Ach ja wenn du sagst, das wird kein Routinebescheid: Weißt du zufällig die Frist auswendig, innerhalb der der Bescheid erfolgen muss? 6 Monate Standardfrist? Wäre ja gut möglich, dass so ein "ungewöhnlicher" Antrag erstmal ein paar Monate in einer Schublade verschwindet …
Das Einfach zuerst: Ja, hier gilt die gesetzliche Standardfrist von höchstens 6 Monaten für die Bescheiderlassung. Sollte es etwa nach 3 Monaten noch keinerlei Feedback geben, kann eine höfliche schriftliche Anfrage oder ein Anruf m.E. von Nutzen sein (damit den Beamt/inn/en der Personenstandsbehörde klar ist, dass es ein ernst gemeintes Anbringen - also weder Jux noch einen politische Aktion - ist, und die Antragstellerin die entsprechenden Fristen kennt).

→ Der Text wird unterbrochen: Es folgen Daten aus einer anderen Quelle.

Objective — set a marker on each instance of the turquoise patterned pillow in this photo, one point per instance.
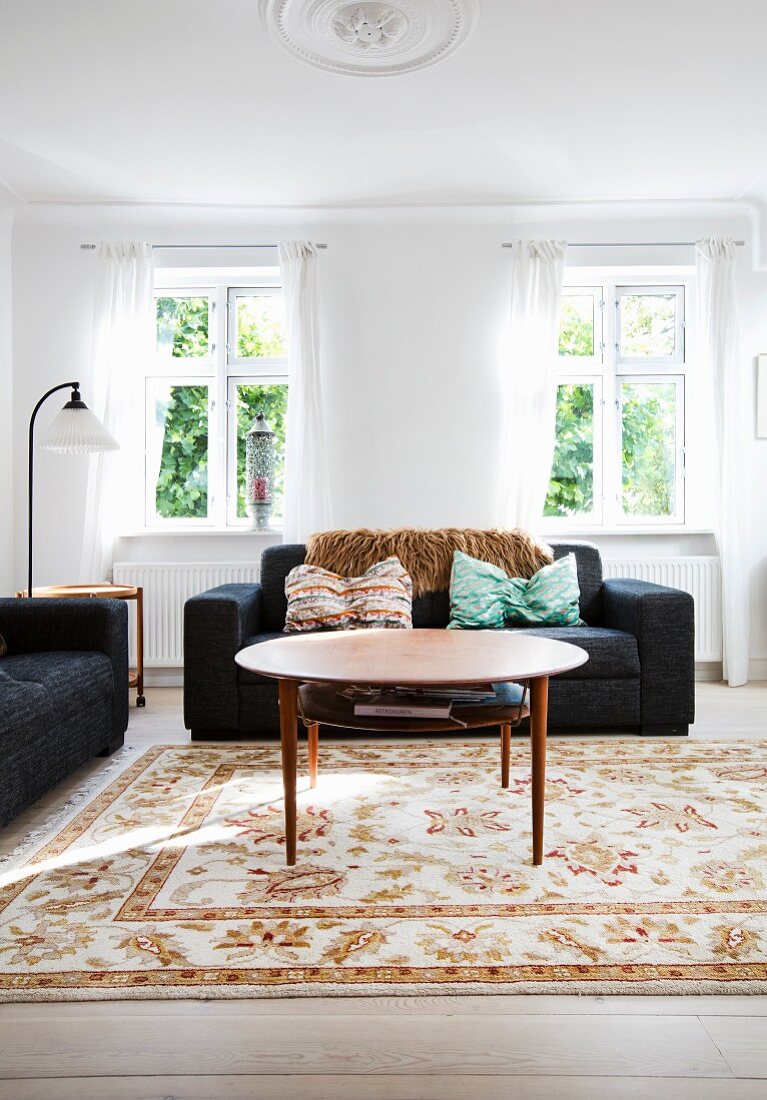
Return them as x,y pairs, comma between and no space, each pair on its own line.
483,597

Ich kenne jetzt weder die Behörde noch das Bundesland, aber in Personenstandsangelegenheiten ist der Bürgermeister als Verwaltungsbehörde nicht in der Entscheidung frei, sondern es gilt eine Weisungskette, die vom/von der Sachbearbeiter/in (Standesbeamtin/Standesbeamter) über die/den Bürgermeister/in (als Behörde/Behördenleiter/in), den Landeshauptmann (bzw. das zuständige Mitglied der Landesregierung) zum Bundesminister für Inneres führt. In so einem Fall könnte es einen Erlass geben, dass zumindest der nächsthöheren Behörde berichtet und deren Weisung eingeholt werden muss. Schneller wird es dadurch natürlich nicht. Wichtig: das ändert nichts an der geltenden Sechsmonatsfrist. Nach Ablauf der Frist kann Säumnisbeschwerde an das Landesverwaltungsgericht (LVwG) erhoben werden. Bewegt sich die Personenstandsbehörde auch dann innerhalb einer gesetzlichen Nachfrist von drei Monaten nicht, geht die Zuständigkeit zur Entscheidung auf das Landesverwaltungsgericht über.

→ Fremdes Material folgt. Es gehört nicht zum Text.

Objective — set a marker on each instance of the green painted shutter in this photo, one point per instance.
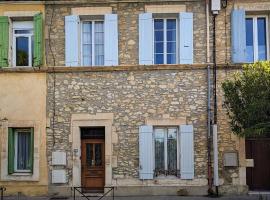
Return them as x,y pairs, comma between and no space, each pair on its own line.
31,160
4,33
10,151
38,44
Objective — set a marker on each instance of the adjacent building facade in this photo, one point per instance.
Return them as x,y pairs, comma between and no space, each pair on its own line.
123,89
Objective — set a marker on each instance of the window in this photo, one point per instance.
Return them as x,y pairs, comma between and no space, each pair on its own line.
165,41
20,150
166,148
92,43
256,38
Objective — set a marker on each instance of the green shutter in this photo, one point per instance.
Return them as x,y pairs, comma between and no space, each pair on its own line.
31,160
10,151
4,32
38,40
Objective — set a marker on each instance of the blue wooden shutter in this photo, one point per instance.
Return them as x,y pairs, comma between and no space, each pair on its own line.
185,38
146,169
72,40
111,40
146,53
238,32
187,152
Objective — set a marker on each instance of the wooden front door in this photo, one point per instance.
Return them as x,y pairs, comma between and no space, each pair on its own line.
258,177
93,165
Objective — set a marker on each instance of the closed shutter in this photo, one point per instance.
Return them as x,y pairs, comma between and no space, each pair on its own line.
146,170
187,152
72,40
146,55
38,40
4,36
31,160
10,151
111,40
238,32
185,38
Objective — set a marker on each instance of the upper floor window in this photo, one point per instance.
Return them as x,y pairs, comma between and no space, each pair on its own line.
165,41
23,43
256,38
92,43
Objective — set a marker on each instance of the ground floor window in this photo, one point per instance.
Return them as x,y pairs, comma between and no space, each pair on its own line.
20,150
166,142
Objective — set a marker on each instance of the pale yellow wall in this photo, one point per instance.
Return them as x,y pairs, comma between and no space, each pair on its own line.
23,100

Solange die Unterscheidung in "Mann" und "Frau" noch daran geknüpfte Rechtsfolgen hat, wird das binäre, dychotomische System m.E. bestehen bleiben. Oder im Klartext: solange nur Mann und Frau eine Ehe eingehen dürfen, und dieses Rechtsinstitut diesbezüglich dem politischen Willen nach "rein" bleiben soll, wird es sicher kein "x" geben. Weil sich daran sofort die Frage knüpfen würde: Ehe oder eingetragene Partnerschaft (EP)? Die Frage der Verfassungsmäßigkeit einer, wenn auch bloß formellen bzw. begrifflichen Differenzierung zwischen Ehe und EP ist vom Verfassungsgerichtshof (VfGH) aber bereits bejahend beantwortet worden. Damit hat das Höchstgericht m.E. implizit auch das binäre Geschlechtssystem gestützt bzw. befürwortet.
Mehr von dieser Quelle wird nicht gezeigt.